Each type of data (e.g. Heart Rate, Accelerometer) is stored in a separate table. All tables have a time column, a timezone column, and any number of additional columns for the data values. Many data types will likely have just one additional column (e.g. a column for heart rate, weight, etc). Data types marking events (e.g. step times) will have no additional columns. Other data types (e.g. 3-axis accelerometer) will have multiple additional columns (e.g. x, y, z).
Time is stored as ns since the epoch, in UTC.
The timezone column specifies the timezone in which the data is collected. This allows calculation of the local time the data was collected, if required. Timezone is specified as the number of 15 minute blocks from UTC. This enables handling of certain timezones which are 15 minutes from a standard timezone, and minimizes the space required to store the value.
An HDFQS file can contain multiple tables.

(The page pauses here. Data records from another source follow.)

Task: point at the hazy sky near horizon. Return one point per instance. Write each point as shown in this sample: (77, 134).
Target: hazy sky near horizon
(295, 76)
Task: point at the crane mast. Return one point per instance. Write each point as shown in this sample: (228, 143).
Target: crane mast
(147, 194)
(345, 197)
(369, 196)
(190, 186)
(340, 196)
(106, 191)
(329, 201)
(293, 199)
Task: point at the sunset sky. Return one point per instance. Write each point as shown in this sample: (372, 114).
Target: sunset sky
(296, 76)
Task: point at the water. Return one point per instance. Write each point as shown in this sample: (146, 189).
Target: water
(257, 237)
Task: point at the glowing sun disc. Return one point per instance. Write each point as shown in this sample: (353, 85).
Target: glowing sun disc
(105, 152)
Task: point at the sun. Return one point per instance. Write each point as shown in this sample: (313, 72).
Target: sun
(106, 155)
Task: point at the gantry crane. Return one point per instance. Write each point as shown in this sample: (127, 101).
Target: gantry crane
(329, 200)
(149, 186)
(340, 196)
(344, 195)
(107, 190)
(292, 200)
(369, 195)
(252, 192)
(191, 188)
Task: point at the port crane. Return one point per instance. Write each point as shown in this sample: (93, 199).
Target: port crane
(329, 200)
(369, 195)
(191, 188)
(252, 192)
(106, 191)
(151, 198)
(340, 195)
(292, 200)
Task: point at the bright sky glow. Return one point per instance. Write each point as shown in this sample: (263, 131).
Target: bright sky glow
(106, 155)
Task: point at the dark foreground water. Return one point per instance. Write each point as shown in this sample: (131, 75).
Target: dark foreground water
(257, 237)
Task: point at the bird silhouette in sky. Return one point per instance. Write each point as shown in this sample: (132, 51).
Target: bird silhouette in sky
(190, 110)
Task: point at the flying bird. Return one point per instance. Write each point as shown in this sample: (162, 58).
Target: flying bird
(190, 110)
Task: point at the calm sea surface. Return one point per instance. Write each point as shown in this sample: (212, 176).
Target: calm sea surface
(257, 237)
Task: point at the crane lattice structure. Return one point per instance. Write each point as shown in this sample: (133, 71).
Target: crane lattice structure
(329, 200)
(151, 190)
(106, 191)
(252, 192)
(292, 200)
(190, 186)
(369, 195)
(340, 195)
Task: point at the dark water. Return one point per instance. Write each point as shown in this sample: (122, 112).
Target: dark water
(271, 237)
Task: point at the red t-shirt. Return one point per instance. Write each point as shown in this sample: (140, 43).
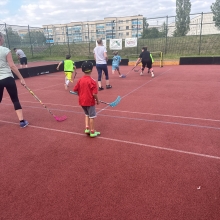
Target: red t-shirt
(86, 87)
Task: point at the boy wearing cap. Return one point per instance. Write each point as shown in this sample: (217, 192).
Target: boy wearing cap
(86, 88)
(69, 68)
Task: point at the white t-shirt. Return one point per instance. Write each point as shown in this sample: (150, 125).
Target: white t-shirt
(20, 53)
(99, 53)
(5, 70)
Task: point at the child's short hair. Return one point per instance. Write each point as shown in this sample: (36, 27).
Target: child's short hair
(68, 56)
(99, 41)
(87, 66)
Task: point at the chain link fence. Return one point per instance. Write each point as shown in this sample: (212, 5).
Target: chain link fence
(79, 38)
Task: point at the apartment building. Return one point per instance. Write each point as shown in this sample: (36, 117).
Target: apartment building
(199, 24)
(109, 28)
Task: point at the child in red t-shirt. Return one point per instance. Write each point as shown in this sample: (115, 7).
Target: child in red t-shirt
(87, 90)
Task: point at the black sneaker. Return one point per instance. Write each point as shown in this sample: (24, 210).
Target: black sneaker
(108, 86)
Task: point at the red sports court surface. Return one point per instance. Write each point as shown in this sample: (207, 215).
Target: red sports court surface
(158, 156)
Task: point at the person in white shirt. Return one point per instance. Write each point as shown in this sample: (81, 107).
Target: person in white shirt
(7, 80)
(101, 58)
(21, 57)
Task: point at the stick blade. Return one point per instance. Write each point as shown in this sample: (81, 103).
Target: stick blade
(60, 119)
(116, 102)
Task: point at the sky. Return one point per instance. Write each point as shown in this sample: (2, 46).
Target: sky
(42, 12)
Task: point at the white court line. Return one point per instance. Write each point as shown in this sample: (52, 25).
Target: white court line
(136, 113)
(35, 90)
(134, 90)
(128, 118)
(123, 141)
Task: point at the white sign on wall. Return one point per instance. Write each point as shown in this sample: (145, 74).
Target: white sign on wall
(103, 41)
(130, 42)
(115, 44)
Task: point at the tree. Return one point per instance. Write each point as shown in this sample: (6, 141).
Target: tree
(151, 32)
(37, 37)
(183, 8)
(215, 7)
(12, 39)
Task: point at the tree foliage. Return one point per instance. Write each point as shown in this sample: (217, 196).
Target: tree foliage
(153, 32)
(37, 37)
(183, 8)
(215, 7)
(12, 39)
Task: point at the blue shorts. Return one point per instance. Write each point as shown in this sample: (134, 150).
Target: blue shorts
(115, 67)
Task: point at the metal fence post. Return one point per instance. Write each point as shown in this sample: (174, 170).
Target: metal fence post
(30, 41)
(48, 39)
(67, 34)
(200, 38)
(166, 35)
(137, 35)
(88, 38)
(6, 30)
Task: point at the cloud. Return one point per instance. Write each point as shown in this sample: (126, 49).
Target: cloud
(40, 12)
(5, 2)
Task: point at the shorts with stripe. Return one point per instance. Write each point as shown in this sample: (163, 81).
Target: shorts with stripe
(89, 111)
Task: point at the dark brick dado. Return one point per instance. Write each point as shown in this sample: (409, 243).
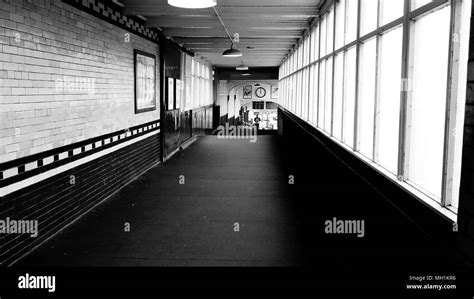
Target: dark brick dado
(55, 202)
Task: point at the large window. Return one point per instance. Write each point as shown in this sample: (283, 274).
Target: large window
(428, 100)
(381, 89)
(198, 84)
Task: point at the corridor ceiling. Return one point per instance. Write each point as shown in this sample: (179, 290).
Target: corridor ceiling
(268, 29)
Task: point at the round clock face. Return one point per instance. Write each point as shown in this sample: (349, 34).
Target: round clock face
(260, 92)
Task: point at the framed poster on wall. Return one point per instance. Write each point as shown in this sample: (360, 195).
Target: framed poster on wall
(170, 94)
(145, 81)
(274, 92)
(247, 94)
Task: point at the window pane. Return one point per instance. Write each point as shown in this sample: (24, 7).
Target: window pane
(298, 93)
(330, 31)
(322, 89)
(351, 21)
(338, 83)
(366, 100)
(316, 43)
(368, 16)
(305, 93)
(323, 33)
(390, 66)
(311, 93)
(390, 10)
(328, 97)
(349, 96)
(428, 102)
(419, 3)
(314, 105)
(340, 22)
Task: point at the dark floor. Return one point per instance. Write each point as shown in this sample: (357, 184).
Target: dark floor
(235, 181)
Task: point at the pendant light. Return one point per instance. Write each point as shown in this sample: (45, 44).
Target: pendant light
(193, 4)
(232, 52)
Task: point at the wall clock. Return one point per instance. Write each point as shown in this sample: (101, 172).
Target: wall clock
(260, 92)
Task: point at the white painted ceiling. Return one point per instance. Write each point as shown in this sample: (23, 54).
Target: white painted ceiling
(269, 27)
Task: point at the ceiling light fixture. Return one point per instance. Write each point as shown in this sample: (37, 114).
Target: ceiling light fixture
(193, 4)
(242, 67)
(232, 52)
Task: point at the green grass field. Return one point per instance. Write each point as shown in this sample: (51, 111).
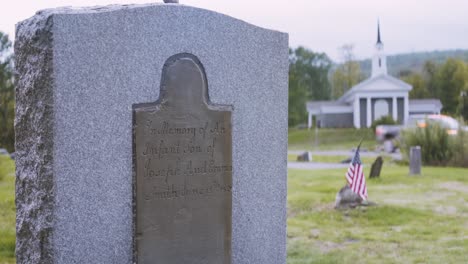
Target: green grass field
(419, 219)
(7, 210)
(330, 139)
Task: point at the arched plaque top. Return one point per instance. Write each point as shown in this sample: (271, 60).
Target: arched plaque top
(183, 82)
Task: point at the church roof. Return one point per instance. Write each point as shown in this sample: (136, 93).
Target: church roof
(324, 107)
(435, 102)
(370, 85)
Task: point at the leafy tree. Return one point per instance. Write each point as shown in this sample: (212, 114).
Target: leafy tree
(451, 80)
(347, 74)
(308, 80)
(7, 96)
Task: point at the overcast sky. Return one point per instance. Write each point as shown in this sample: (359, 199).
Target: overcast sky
(320, 25)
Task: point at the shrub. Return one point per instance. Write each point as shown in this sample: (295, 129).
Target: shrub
(384, 120)
(438, 148)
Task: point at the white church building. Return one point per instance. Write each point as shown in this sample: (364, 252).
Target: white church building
(380, 95)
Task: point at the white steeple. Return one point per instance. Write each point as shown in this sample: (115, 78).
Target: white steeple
(379, 60)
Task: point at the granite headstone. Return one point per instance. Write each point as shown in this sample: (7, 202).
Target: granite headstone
(81, 72)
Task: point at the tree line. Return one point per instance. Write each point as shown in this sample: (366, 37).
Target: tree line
(314, 77)
(7, 94)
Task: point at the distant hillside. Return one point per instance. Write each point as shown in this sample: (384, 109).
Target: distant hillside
(414, 61)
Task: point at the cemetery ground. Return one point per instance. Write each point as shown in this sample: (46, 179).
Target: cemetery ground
(419, 219)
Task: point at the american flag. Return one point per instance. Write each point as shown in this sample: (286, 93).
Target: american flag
(355, 177)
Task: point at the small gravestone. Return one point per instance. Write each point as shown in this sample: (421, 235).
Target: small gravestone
(306, 156)
(145, 141)
(376, 168)
(415, 160)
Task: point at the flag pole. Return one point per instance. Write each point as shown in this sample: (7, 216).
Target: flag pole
(360, 142)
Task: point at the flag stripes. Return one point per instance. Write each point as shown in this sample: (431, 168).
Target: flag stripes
(355, 177)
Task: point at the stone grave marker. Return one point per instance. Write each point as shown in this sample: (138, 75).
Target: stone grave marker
(415, 160)
(376, 168)
(183, 171)
(107, 101)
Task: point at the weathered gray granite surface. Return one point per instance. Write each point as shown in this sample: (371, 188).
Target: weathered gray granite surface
(79, 73)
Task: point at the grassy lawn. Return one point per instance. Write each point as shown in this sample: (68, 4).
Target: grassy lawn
(339, 158)
(421, 219)
(7, 210)
(330, 139)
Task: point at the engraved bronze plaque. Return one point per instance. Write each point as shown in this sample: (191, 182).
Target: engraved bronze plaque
(183, 171)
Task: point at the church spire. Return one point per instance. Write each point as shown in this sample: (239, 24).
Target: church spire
(379, 60)
(378, 33)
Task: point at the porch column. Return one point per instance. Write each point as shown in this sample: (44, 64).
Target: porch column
(406, 109)
(369, 115)
(394, 108)
(356, 113)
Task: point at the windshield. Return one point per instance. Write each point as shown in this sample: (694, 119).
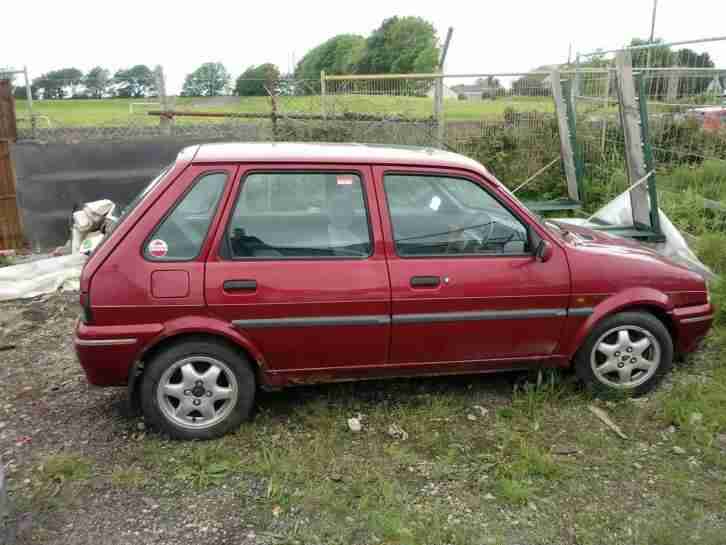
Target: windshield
(142, 194)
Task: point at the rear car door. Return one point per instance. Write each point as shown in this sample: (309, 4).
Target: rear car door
(466, 286)
(300, 269)
(162, 270)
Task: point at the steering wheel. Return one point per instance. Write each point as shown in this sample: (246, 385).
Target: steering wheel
(479, 233)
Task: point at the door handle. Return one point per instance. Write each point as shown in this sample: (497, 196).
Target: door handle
(240, 285)
(425, 282)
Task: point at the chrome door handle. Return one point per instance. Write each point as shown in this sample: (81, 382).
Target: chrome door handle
(425, 282)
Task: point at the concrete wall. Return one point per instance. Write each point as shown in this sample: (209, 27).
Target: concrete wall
(52, 177)
(60, 168)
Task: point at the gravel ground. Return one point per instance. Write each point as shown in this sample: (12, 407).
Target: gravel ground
(81, 469)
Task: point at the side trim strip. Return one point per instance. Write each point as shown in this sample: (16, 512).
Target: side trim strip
(478, 315)
(103, 342)
(584, 311)
(697, 319)
(313, 321)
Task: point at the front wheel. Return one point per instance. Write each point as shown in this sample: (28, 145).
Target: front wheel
(629, 352)
(197, 390)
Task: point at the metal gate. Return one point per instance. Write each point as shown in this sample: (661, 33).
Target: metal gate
(10, 226)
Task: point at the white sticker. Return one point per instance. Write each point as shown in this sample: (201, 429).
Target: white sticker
(345, 179)
(158, 248)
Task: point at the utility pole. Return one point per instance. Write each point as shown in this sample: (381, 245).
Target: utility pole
(652, 31)
(439, 92)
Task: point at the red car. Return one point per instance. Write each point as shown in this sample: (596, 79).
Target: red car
(246, 266)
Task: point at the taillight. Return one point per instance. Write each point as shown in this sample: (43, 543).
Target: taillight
(86, 316)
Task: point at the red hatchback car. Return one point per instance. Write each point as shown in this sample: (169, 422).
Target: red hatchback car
(246, 266)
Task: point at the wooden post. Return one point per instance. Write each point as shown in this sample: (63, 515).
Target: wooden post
(165, 121)
(566, 149)
(11, 229)
(323, 109)
(439, 110)
(29, 98)
(633, 134)
(673, 84)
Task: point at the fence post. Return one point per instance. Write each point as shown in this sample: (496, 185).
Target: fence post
(576, 91)
(439, 110)
(566, 147)
(29, 98)
(673, 84)
(323, 109)
(165, 121)
(630, 114)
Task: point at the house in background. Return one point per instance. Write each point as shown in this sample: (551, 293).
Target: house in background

They are located in a hierarchical tree, similar to a filesystem.
The first level of hierarchy above the root is the location. All data from wearable devices are in the location “self”. Other data from fixed locations, such as temperature loggers in a particular room or building, would be in its respective location (e.g. “livingroom” or “office”).
The second level of hierarchy is the category. While any categories may be created, the basic categories which should cover most data sources are:
- Activity – anything related to movement, such as accelerometer, gyroscope.
- Environment – measurements of the environment such as temperature, humidity.
- Health – health-related data such as heart rate, ECG.
- Location – location data such as GPS, Wi-Fi networks in range.
- Social – data related to interactions with other people, such as dialed/received calls, bluetooth networks in range.
The data tables are located within the categories. They are named for what they measure (e.g. “temperature” or “ecg”), with common abbreviations used (e.g. “hr” for heart rate). As multiple devices can measure the same variable, the device name can optionally be appended with an underscore (e.g. “calories_gwf” or “calories_fitbit”).
Data in HDFQS can be spread over multiple HDF5 files. New data can either be appended to the most recent file, or a new file can be created. This allows for incremental backups, instead of dealing with a single huge file. Any backup tool may be used, but git annex is recommended, as it maintains checksums to protect the integrity of the individual files.